Tonight's Dinner - Walnut and Basil Pesto with Whole Wheat Pasta

I knew we were having chicken thighs tonight but not much else. When you take something out of the freezer, you kind of commit. We had a lively discussion on the way home about the fate of said chicken. Mr. Dwayne said, "Didn't you have a plan last night? I thought you said what you were going to make something - something with vegetables." I probably say a lot of things about vegetables, but I had no recollection of a plan. This was almost Easy Mu Shu Chicken. It was almost Chicken with Jam Sauce. Heck, it was almost hot dogs and chips. (Mr. Dwayne's suggestion.) In the end I opted for breaded chicken thighs with a pesto pasta side. My basil went crazy this year and it's time to harvest and make pesto for the freezer.
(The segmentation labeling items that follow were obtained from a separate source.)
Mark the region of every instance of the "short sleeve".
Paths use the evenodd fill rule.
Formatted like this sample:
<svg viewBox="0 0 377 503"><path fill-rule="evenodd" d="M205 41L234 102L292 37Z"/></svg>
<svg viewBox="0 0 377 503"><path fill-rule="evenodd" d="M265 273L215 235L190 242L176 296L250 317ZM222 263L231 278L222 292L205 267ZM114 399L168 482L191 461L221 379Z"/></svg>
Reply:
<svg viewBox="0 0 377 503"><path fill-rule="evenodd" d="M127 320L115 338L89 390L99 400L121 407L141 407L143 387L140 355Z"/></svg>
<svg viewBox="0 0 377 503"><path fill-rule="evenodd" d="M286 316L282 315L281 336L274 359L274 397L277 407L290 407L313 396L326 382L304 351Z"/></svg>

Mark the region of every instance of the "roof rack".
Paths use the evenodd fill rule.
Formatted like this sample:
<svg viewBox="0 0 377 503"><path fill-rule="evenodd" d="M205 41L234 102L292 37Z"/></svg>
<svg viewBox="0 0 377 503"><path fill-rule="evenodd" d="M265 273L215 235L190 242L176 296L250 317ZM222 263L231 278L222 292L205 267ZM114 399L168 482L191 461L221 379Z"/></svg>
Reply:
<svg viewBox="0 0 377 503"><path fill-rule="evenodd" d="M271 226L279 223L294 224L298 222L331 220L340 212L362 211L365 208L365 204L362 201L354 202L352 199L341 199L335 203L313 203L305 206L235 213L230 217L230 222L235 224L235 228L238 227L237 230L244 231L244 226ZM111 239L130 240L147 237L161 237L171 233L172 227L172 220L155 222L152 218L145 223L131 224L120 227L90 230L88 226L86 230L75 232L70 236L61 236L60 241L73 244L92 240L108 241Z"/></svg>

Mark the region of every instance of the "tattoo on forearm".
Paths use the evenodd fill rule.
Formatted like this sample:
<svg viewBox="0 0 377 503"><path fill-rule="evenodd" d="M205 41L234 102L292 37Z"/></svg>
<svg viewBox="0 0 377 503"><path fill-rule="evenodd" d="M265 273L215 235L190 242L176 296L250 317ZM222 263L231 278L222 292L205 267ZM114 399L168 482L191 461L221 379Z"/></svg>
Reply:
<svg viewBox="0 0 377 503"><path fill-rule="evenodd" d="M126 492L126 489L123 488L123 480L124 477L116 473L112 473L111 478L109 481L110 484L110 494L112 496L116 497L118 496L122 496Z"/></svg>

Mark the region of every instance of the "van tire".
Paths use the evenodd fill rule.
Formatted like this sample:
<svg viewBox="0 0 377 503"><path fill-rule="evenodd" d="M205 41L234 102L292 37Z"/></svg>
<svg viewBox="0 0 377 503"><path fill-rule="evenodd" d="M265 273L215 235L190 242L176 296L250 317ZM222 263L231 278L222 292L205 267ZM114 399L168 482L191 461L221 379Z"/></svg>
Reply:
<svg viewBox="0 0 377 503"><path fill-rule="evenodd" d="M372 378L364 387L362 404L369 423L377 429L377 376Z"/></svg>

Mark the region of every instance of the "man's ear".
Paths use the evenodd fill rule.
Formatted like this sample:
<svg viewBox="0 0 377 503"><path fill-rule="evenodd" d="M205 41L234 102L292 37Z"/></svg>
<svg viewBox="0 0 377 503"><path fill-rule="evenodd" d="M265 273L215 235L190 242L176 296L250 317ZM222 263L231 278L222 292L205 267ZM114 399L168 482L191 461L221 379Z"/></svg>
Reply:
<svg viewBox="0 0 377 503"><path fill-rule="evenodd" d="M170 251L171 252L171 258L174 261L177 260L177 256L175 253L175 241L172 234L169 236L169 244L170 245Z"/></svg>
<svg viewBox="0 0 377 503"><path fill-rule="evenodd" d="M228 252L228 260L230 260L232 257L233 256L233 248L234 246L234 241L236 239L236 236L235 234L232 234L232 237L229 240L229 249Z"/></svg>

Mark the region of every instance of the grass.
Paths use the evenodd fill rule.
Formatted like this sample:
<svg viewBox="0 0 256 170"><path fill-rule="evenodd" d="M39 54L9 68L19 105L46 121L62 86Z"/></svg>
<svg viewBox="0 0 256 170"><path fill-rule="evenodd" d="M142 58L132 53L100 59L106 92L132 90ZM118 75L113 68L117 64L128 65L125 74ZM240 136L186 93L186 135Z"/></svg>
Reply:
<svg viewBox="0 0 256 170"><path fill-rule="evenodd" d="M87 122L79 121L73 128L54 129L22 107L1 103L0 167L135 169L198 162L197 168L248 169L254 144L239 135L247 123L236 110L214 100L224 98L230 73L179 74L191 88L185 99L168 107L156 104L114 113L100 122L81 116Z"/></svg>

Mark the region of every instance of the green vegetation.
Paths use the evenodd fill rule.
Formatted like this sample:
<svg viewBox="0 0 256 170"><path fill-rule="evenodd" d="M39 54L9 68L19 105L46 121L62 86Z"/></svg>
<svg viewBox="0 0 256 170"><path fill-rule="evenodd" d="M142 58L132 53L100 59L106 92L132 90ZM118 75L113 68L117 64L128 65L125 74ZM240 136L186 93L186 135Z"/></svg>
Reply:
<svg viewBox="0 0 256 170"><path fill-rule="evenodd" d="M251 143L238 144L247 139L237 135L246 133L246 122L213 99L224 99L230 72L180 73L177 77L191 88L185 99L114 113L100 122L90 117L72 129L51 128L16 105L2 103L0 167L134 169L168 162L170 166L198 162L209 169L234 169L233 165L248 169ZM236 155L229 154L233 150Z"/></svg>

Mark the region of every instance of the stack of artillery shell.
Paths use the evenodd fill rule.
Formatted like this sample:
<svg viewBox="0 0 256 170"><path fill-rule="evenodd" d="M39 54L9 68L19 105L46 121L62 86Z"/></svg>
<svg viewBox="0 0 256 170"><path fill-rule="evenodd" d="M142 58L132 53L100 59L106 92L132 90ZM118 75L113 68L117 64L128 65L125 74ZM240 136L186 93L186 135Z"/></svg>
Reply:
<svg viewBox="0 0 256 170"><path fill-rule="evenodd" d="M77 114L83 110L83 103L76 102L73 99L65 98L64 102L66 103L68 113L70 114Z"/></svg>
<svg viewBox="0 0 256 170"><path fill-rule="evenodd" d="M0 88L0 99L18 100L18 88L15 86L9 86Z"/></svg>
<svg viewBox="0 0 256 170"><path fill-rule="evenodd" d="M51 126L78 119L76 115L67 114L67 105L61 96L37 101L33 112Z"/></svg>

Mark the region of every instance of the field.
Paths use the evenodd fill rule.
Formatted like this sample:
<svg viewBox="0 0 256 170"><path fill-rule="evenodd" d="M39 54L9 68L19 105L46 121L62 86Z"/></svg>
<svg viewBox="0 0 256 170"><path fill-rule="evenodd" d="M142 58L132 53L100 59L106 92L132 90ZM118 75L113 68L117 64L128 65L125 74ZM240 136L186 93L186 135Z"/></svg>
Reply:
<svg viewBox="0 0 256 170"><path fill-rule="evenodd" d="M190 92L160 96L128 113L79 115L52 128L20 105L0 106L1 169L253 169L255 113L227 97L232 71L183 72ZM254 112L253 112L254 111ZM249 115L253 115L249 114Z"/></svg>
I like walnuts for pesto because of the nutty flavor and texture. If you want to tone down the nuttiness, use pine nuts in half the quantity that I use for walnuts here.  I also think the nuttiness compliments the whole wheat pasta. Because the whole dish was nutty and chewy, Mr. Dwayne did not even notice this was whole wheat pasta until I told him.

This basic pesto recipe can be varied in numerous ways. Add more cheese or different cheese or no cheese at all. Substitute all or part of the basil for other herbs. Use nut oils instead of olive oil. The one thing I would insist upon is a goodly amount of garlic. This recipe makes enough to sauce up to a pound of pasta. It would also be delicious as a pizza topper or sandwich spread. Store left over pesto in the refrigerator in an air-tight container with a layer of olive oil covering the top. The oil will protect the basil and prevent discoloration. I've never frozen pesto before and plan to give this recipe a try. I'll let you know how it freezes once we try it out.

Walnut and Basil Pesto
3 cloves of garlic, peeled
1/2 cup walnuts
1/2 cup freshly grated cheese (I used a mixture of Parmesan and Romano)
2 cups basil leaves
1/2 cup extra virgin olive oil
salt and pepper to taste

Place the garlic, nuts and cheese in a food processor. Pulse until coarsely ground. Add the basil leaves and a good pinch of salt and pepper. Close and turn on the food processor and pour the olive oil slowly into the pour spout. Process until a uniform paste forms. Taste and adjust seasoning. (The amount of salt that you need to add with vary depending on the saltiness of the cheese.)

Cook pasta according to package instructions. Drain well and return to hot pot. Stir in desired amount of pesto and serve immediately.